From March to May, the days get longer and the weather gets warmer all over the country. Melting snow creates natural waterfalls everywhere, and blooming flowers – and smiling people – make spring in Norway a remarkable experience.
The Norwegian spring is probably the hardest season to define. Some years it comes early, other years late, sometimes it’s hot, and sometimes chilly well into what’s supposed to be the summer months. While many people consider the spring equinox around March 20 to be the first day of the season, spring may actually start in late February in some parts of the country.
Although meteorologists insists that spring starts March 1, plenty of people head to the mountains during Easter week for a final week of winter and spring skiing.
In any case, the flowers are sure to be blooming in May, and so are the Norwegians. Nature is bursting forth all around – trees and flowers are waking to life, and the melting snow in the mountains swells waterfalls, rivers and lakes. The blossoming fruit trees along the Hardangerfjord are an unforgettable sight.
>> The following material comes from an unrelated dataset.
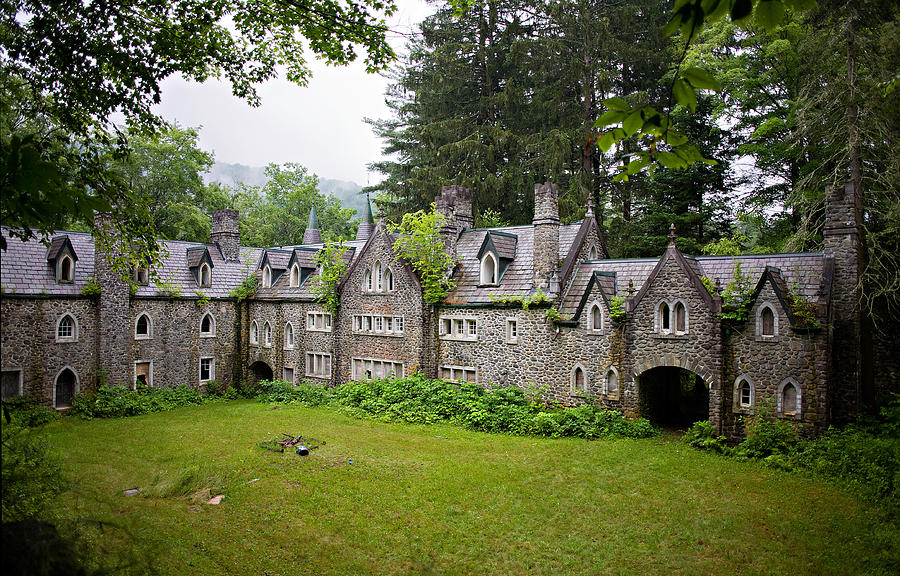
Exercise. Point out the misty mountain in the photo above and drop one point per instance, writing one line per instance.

There is a word for the joyful feeling that makes your heart beat a bit faster this time of year: We call it Springfulness! One of the best places in the world to experience it is in the Norwegian fjords.
Thanks to the many public holidays in May – Norway’s national day on the 17th of May being the most fun – Norwegians get to really appreciate the season.
All in all, spring is a fickle mistress. Although you might wake up to a sudden final day of snow well into April, you’re also sure to get days warm enough for utepils – a cold beer that's enjoyed outdoors on a sunny day. Spring is the perfect time for a city break, with plenty of both indoor and outdoor fun. Remember to bring good shoes!
Many Norwegian cities are cosy and compact, and can easily be covered on foot. Check out some excellent routes for experiencing Norway's biggest cities in 10,000 steps.
Spring is the time for lamb dishes, usually eaten around Easter. The first potatoes, asparagus and wild garlic of the year are a treat that will leave many Norwegian foodies weak at the knees. The same is true of fresh fish of all sorts, including herring and the renowned Atlantic cod from the Lofoten and Vesterålen area, the skrei.
Closer to summer, rhubarb and salads appear in all their leafy glory. This is also the time to (literally) enjoy the fruits of the autumn harvest, when you can drink world-class Cider and apple juice outside in the sun.
Spring usually arrives earlier in Southern Norway than the rest of the country, usually sometime in April. It is easy to know when spring is coming: the days get a little warmer and grow lighter day by day. Spring flowers appear, the trees begin to bud, birds start to build their nests, and farmers help deliver newborn lambs.
In early spring, the coastal areas of Fjord Norway typically have the highest temperatures. However, in May, the warmest weather is often found in the southern part of Eastern Norway and Southern Norway.
Above the Arctic Circle in Northern Norway, you may not experience true spring until late May or early June, but by then the long and bright summer days have already started, giving you more hours of daylight.
Just as spring arrives later in the north than in the rest of the country, it also arrives at the coast and in the lowlands long before creeping up into the mountains. When you travel in the mountains, the changes in altitude mean that you can also see the scenery change from winter to spring and from spring to winter, in the space of just a few hours.
When it comes to dressing for the weather in March, April, and May, don’t trust your own eyes – by the time you’ve put your jacket on and tied your shoelaces, the weather may have changed for the worse. Or the sky may have cleared.
The weather can change quickly in Norway, especially in the mountains, so bring good footwear and warm clothes no matter what the conditions are like when you set out. Spring weather is especially unpredictable, so make sure you dress in layers and are prepared for both sun and rain, and even snow. As we say in Norway – wool is cool.
If you’re out seeing the city sights, it's a good idea to bring along an umbrella (unless it’s very windy.) If you are exploring nature, however, you should bring a rain jacket or windbreaker instead. Either way, you’ll probably want to wear your sunglasses, and remember to apply sunscreen if you’re spending time in the sun, especially in the mountains where there is still snow on the ground. The white snow reflects the sun, which can quickly cause sunburn.
Spring arrives early in Southern Norway compared to the rest of the country, usually sometime in April. It is easy to know when spring is coming: The days get a little warmer and lighter day by day. Spring flowers appear, the trees are budding, birds start to build their nests, and the farmers deliver the newborn lambs.
In early spring the coastal areas of Fjord Norway usually has the highest temperatures, but in May you will usually find the warmest weather in the southern part of Eastern Norway and Southern Norway.
Above the Arctic Circle in Northern Norwayyou may not experience true spring until late May or early June, but by then the long and bright summer days have already started, so you might not care so much.
Just like spring arrives later in the north than in the rest of the country, it gets to the coast and lowlands long before it crawls up the mountains. As you travel up or down the mountains, you can follow the changing seasons from winter to spring or from spring to winter, all in just a few hours.